The trick is riding that razor-thin edge between the point where you can ride comfortably
for hours and where you can sustain only a few minutes before frying. "It's important that
you have plenty of base miles and some speedwork under your belt before you start LT
training,"says Kadlick. The bigger your aerobic engine when you begin, the better your
results will be. The following drills are designed to raise your LT. Choose one drill per
workout, and do LT training no more than two days a week, preferably not on
consecutive days.
Steady State Intervals
After a good warm-up, ride 10 minutes at a steady effort, keeping your heart rate three to
five beats below your LT heart rate. Recover for 10 minutes, then repeat two more times.
"Once you're comfortable at this level, do two 20-minute steady-state efforts, recovering
for 20 minutes between. Eventually, work up to one 30-minute effort,"suggests Kadlick.
"This is the most effective way to increase power at LT."Up And Down Intervals
These intervals blend LT and VO2 max (your body's ability to process oxygen) training
to simulate the effort you need when racing on a hilly course, where you have to push
beyond your lactate threshold for short surges then clear the acid and recover quickly.

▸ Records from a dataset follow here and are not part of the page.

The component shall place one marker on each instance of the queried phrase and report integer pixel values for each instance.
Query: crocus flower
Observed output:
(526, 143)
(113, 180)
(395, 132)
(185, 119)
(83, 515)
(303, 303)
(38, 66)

First, warm up. Then pick up the pace to your LT heart rate and hold that intensity for
five minutes. Push it to about three to five beats above LT for one to two minutes, then
drop it back down to LT. Continue for a total of three cycles, or about 18 to 20 minutes.
LT Tolerance Intervals
Crit and mountain bike racers need to elevate their ST (suffering threshold) as well as
their LT, because those situations demand pushing past LT and holding it there for
extended bursts over and over. By training at an intensity where your body can't clear the
lactate, you'll boost your ability to keep riding hard in the face of high lactate levels.
After a thorough warm-up, increase your effort to about five beats above your LT heart
rate. Hold it there for two to three minutes. Reduce your effort for 60 to 90 seconds, just
long enough so you feel partially recovered, but not quite ready to go again. Repeat three
times.

***You can find your LT in ANY sport by warming up for 15 minutes and then going as hard as you can in that sport for about 20/30 minutes... your average heart rate for that last 20/30 minutes is pretty close to your LT.